The logic is relatively simple but robust. Here is the high-level flow of the application:

  1. Scan & Sort: The tool recursively scans the input directory for .CR2 (Canon Raw) and .MP4 files. Crucially, it sorts them by their sequence number extracted from the filename (e.g., _MG_1001.CR2 -> 1001). This ensures that even if file modification times are wonky, the order of shots is preserved.
  2. Read Metadata: It reads the EXIF data for images and filesystem metadata for videos to determine the creation timestamp.
  3. Group into Sessions: This is the core logic. It iterates through the sorted files and checks the time difference between the current file and the previous one.
    • If the gap is larger than the threshold (default: 6 hours), a new "Session" is started.
    • Folders are named by date (e.g., 2024-01-30). If multiple sessions happen on the same day, it appends a suffix (e.g., 2024-01-30_a, 2024-01-30_b).
  4. Copy with Resume Support: It copies the files to the destination.

The "Resume" Feature

One specific technical choice I'm proud of is the state management. Copying 64GB of data takes time. If the transfer crashes or I accidentally pull the cable, I didn't want to start over.

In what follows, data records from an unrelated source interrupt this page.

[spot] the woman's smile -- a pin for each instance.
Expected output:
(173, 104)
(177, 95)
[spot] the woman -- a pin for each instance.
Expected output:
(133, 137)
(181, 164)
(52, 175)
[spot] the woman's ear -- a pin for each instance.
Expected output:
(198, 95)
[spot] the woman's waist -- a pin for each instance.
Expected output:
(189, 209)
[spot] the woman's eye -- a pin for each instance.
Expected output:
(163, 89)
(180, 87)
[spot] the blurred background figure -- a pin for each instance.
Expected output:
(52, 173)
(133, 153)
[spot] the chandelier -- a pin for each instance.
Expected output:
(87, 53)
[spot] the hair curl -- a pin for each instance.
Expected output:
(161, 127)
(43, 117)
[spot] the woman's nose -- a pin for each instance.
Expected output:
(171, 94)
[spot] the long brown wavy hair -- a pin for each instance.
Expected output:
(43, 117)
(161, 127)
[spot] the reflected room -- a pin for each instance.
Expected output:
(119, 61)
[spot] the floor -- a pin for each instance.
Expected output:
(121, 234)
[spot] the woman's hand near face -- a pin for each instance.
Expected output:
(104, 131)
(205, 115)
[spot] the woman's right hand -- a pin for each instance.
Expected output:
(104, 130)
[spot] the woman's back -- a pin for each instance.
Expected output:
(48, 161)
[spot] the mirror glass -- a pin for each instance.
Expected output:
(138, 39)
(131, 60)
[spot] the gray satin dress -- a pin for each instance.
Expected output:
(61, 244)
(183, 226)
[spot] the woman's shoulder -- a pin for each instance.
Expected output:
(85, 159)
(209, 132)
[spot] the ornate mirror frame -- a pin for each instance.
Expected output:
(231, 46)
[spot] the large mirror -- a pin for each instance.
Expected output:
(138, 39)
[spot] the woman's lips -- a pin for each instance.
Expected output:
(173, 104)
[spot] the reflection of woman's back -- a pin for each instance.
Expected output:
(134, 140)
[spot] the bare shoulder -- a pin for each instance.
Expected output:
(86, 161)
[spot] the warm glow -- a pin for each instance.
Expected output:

I implemented a simple state tracker using serde_json. After every successful file copy, the tool updates a .image-processor-state.json file. When you run the command again, it checks this file and skips everything that has already been successfully transferred.

// A simplified view of how state is handled
#[derive(Serialize, Deserialize)]
struct SessionState {
    last_processed_file: String,
    current_session_id: usize,
    // ...
}

Conclusion

Building image-processor taught me that Rust is not just for systems programming; it's a fantastic language for everyday tools. The initial development time was slightly higher than Python, but the result is a tool I trust completely with my professional work.

You can find the full source code and documentation on GitHub: Alexy-vda/image-processor

Now, instead of spending 20 minutes organizing folders, I just run:

image-processor -i /Volumes/EOS_DIGITAL -o ~/Photos

...and go make a coffee while Rust does the heavy lifting.